The migration characteristics of the A549 lung cancer cell line was investigated by installing CIM-plate 16 in RTCA, which allowed migration of cells toward the chemoattractant side through the microporous wall membrane. Media from IMR-90 and A549 cells and 50 mg/L of asbestos-exposed IMR-90 and A549 cells were added to the lower chamber (LC) of the CIM-plate 16. Media (EMEM) with or without 50 mg/L of asbestos were also placed in the LC. Two-hour serum-starved A549 cells were plated on the upper chamber (UC) of the CIM-plate 16 at a density of 20,000 cells/well with serum-free media. The effects of the tested media on A549 cells that pass through the electrodes from the UC to the LC are shown as CI values. This experiment lasted for 24 h.

Assessing cell proliferation after H₂O₂ and UV treatment

Preliminary experiments were conducted on CellTiter-Glo to determine the treatment conditions for hydrogen peroxide (H₂O₂, Duksan Pure Chemicals, Gyeonggi-do, Korea) and UV radiation (UV crosslinker. Fisher Biotech, Pittsburgh, PA, USA) such that survival rates similar to those of IMR-90 cells exposed to 50 mg/L asbestos for 24 h were obtained (S5 Fig). IMR-90 cells were plated on a 24-well plate at a density of 50,000 cells/mL. After incubation, the cells were covered with DPBS and exposed to 1 mM H₂O₂ for 3 h or 25 J/m² UV radiation. The damaged cells were immediately incubated in fresh media for 24 h.
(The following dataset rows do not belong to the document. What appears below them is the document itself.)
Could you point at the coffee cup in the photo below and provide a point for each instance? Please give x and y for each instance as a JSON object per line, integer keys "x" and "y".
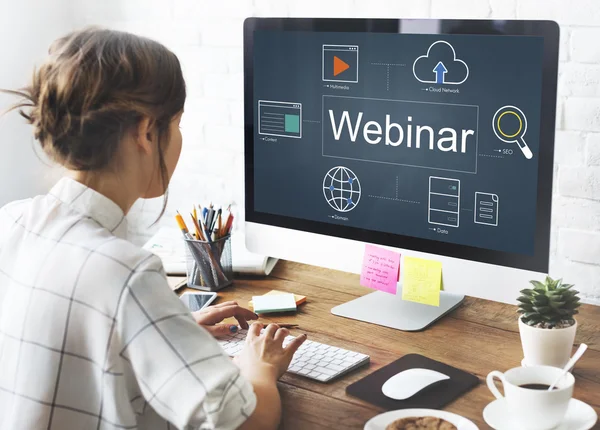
{"x": 530, "y": 405}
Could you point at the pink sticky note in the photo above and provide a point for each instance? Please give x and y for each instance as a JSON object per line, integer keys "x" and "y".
{"x": 380, "y": 269}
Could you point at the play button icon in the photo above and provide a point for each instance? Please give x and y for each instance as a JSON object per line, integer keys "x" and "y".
{"x": 340, "y": 63}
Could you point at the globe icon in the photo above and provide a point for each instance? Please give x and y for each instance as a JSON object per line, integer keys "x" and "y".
{"x": 341, "y": 189}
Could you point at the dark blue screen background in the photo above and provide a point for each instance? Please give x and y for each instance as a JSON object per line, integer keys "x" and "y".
{"x": 394, "y": 181}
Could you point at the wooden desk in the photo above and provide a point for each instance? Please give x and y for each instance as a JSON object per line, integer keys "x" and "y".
{"x": 479, "y": 337}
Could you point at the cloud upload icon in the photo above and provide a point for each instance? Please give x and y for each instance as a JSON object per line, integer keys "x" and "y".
{"x": 440, "y": 65}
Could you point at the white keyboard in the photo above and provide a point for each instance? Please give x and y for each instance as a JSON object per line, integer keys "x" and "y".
{"x": 313, "y": 360}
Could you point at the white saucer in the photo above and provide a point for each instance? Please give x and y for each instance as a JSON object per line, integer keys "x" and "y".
{"x": 579, "y": 416}
{"x": 381, "y": 421}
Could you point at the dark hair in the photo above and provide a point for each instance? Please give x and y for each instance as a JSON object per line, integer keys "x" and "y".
{"x": 96, "y": 85}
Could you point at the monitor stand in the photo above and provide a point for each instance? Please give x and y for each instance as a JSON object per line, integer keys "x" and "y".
{"x": 391, "y": 311}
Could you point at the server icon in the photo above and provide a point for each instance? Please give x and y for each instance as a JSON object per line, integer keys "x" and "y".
{"x": 444, "y": 201}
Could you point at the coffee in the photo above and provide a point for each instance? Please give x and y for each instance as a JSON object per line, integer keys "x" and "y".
{"x": 542, "y": 387}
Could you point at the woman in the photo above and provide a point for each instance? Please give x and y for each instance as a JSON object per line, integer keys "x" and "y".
{"x": 91, "y": 336}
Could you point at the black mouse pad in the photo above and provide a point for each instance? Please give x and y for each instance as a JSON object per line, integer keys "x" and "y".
{"x": 435, "y": 396}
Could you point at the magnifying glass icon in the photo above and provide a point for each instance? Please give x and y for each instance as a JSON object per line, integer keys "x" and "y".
{"x": 509, "y": 125}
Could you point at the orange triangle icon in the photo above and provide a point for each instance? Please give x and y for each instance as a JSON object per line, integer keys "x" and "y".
{"x": 339, "y": 66}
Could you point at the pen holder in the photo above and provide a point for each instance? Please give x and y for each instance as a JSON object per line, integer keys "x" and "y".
{"x": 209, "y": 266}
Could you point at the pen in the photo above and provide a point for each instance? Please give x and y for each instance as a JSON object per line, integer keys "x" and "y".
{"x": 209, "y": 217}
{"x": 197, "y": 227}
{"x": 218, "y": 223}
{"x": 205, "y": 230}
{"x": 286, "y": 325}
{"x": 182, "y": 226}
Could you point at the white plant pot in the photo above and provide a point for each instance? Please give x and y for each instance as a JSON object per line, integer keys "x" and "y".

To monitor cell response using RTCA, NCI-H358 (10,000 cells/well), Calu-3 (40,000 cells/well), and A549 (4,000 cells/well) cells were seeded on E-plate 16. Following 24 h, the media were removed and replaced with EMEM, IMR-90 cell-derived media, and media derived from IMR-90 cells treated with H₂O₂ and UV.
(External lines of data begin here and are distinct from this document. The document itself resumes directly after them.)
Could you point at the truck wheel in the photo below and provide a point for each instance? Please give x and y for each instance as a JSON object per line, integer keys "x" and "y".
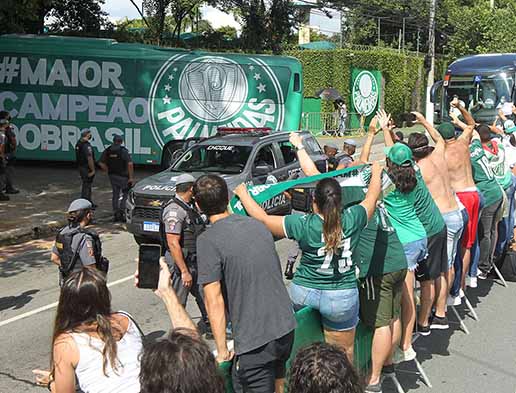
{"x": 170, "y": 153}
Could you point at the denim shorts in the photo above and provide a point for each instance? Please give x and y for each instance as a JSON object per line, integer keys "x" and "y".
{"x": 339, "y": 308}
{"x": 455, "y": 225}
{"x": 415, "y": 252}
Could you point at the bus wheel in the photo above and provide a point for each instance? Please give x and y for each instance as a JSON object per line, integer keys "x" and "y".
{"x": 170, "y": 154}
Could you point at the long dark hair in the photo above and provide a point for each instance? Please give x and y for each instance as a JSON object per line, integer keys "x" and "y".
{"x": 403, "y": 176}
{"x": 85, "y": 306}
{"x": 328, "y": 198}
{"x": 322, "y": 367}
{"x": 181, "y": 362}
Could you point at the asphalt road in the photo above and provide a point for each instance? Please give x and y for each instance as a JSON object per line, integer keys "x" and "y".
{"x": 482, "y": 362}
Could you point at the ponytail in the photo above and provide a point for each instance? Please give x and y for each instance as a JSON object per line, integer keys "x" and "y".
{"x": 328, "y": 198}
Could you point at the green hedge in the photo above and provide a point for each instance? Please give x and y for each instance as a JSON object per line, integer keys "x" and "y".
{"x": 404, "y": 74}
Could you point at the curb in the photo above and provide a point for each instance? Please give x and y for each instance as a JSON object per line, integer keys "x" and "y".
{"x": 23, "y": 234}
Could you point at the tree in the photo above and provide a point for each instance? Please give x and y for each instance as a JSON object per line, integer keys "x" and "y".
{"x": 85, "y": 16}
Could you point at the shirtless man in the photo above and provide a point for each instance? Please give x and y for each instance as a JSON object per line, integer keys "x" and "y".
{"x": 429, "y": 160}
{"x": 457, "y": 158}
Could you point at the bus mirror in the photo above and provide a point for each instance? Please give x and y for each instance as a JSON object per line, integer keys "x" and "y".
{"x": 435, "y": 92}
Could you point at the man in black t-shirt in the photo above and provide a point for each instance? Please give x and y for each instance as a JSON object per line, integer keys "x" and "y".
{"x": 240, "y": 269}
{"x": 117, "y": 162}
{"x": 86, "y": 164}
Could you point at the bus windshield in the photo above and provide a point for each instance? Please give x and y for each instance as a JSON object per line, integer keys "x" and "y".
{"x": 229, "y": 159}
{"x": 482, "y": 95}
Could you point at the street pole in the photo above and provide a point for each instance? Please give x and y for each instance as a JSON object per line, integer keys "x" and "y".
{"x": 431, "y": 55}
{"x": 404, "y": 34}
{"x": 378, "y": 41}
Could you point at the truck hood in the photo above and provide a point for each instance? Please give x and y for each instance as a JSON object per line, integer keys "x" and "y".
{"x": 164, "y": 183}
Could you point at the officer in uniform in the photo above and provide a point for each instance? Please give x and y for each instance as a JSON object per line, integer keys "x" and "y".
{"x": 180, "y": 225}
{"x": 10, "y": 152}
{"x": 76, "y": 247}
{"x": 86, "y": 163}
{"x": 117, "y": 161}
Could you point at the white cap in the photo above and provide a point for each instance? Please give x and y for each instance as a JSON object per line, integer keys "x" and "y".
{"x": 185, "y": 178}
{"x": 79, "y": 204}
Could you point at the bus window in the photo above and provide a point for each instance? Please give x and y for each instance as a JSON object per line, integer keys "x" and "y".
{"x": 482, "y": 95}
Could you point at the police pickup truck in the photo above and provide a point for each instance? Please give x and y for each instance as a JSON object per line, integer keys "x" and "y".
{"x": 238, "y": 155}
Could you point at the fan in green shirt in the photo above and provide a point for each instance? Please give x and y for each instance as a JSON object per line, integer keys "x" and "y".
{"x": 483, "y": 175}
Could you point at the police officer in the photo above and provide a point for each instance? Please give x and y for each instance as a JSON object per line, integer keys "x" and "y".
{"x": 77, "y": 247}
{"x": 86, "y": 164}
{"x": 117, "y": 161}
{"x": 10, "y": 152}
{"x": 180, "y": 226}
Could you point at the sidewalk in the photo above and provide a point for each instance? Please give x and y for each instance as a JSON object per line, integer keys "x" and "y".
{"x": 46, "y": 190}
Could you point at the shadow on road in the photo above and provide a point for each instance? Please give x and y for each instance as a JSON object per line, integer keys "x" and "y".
{"x": 17, "y": 302}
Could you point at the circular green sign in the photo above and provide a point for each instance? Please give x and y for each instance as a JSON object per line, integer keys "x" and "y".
{"x": 365, "y": 93}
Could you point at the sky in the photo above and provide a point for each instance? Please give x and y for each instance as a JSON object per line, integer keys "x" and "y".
{"x": 120, "y": 9}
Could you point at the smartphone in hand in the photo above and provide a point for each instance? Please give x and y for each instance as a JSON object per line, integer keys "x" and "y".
{"x": 148, "y": 266}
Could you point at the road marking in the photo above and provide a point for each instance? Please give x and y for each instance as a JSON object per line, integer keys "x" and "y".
{"x": 52, "y": 305}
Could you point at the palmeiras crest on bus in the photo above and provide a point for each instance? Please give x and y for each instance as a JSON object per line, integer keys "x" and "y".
{"x": 193, "y": 96}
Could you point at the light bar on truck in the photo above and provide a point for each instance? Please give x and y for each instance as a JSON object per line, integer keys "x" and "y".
{"x": 243, "y": 130}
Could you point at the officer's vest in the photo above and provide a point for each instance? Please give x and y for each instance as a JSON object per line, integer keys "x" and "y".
{"x": 69, "y": 257}
{"x": 114, "y": 162}
{"x": 192, "y": 228}
{"x": 80, "y": 156}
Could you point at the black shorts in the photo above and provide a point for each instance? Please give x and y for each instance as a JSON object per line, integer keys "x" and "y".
{"x": 436, "y": 262}
{"x": 256, "y": 371}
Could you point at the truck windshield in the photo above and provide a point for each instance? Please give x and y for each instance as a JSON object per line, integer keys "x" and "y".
{"x": 482, "y": 95}
{"x": 214, "y": 158}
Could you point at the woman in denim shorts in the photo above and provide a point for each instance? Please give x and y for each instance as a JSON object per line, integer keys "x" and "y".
{"x": 400, "y": 200}
{"x": 326, "y": 277}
Analysis of secretome content

Asbestos-exposed IMR-90 cell-derived media were obtained by collecting the targeted medium as described above. The presence of common cytokines and chemokines (interleukin (IL)-1α, IL-1β, IL-2, IL-4, IL-5, IL-6, IL-8, IL-10, IL-12, IL-13, IL-17A, and granulocyte-macrophage colony-stimulating factor (GM-CSF)) in the media was determined using the Multi-Analyte ELISArray kit (#MEH-0006A, Qiagen). Briefly, the collected cell culture supernatants were placed on the kit’s plate and incubated for 2 h at room temperature. After washing the membrane to remove unbound protein, biotinylated detection antibodies were added to bind to the analyte. After incubating at room temperature for 1 h and washing, an avidin-horseradish peroxidase conjugate was added and incubated for 30 min at room temperature. A colorimetric substrate solution that can directly measure the amount of protein present in the sample was added and incubated for 15 min, followed by addition of the stop solution and measurement of absorbance at 570 and 450 nm using an ELISA reader (Power wave XS, BioTek, VT, USA).

Statistical analysis

Statistical analysis was performed using the one-way analysis of variance for more than three samples and Student’s t-test for comparison of two samples (SPSS.v21 Statistical Package, SPSS Inc., Chicago, IL, USA). Data were analyzed as mean ± standard deviation (SD) of at least three independent experiments. Probability (P) values < 0.05 were considered significant.

Results

Dynamic real-time cellular profiles of asbestos-exposed lung fibroblast-derived media in lung cancer cells

Real-time electronic cell sensor arrays were used to monitor the behavior of lung cancer cells in the presence of media derived from asbestos-exposed IMR-90 lung fibroblast cells. Various types of media were designed: IMRM (IMR-90 cells-derived media), IMRM-C (50 mg/L chrysotile-exposed IMR-90 cells-derived media), IMRM-A (50 mg/L amosite-exposed IMR-90 cells-derived media), and IMRM-D (50 mg/L crocidolite-exposed IMR-90 cells-derived media). In the same manner, media from three types of lung cancer cells have been abbreviated as follows: NCI-H358; NCIM (NCI-H358 cells-derived media), NCIM-C (50 mg/L chrysotile-exposed NCI-H358 cells-derived media), NCIM-A (50 mg/L amosite-exposed NCI-H358 cells-derived media), NCIM-D (50 mg/L crocidolite-exposed NCI-H358 cells-derived media), Calu-3; CALM (Calu-3 cells-derived media), CALM-C (50 mg/L chrysotile-exposed Calu-3 cells-derived media), CALM-A (50 mg/L amosite-exposed Calu-3 cells-derived media), CALM-D (50 mg/L crocidolite-exposed Calu-3 cells-derived media), A549; A549M (A549 cells-derived media), A549M-C (50 μg/mL chrysotile-exposed A549 cells-derived media), A549M-A (50 mg/L amosite-exposed A549 cells-derived media), and A549M-D (50 mg/L crocidolite-exposed A549 cells-derived media).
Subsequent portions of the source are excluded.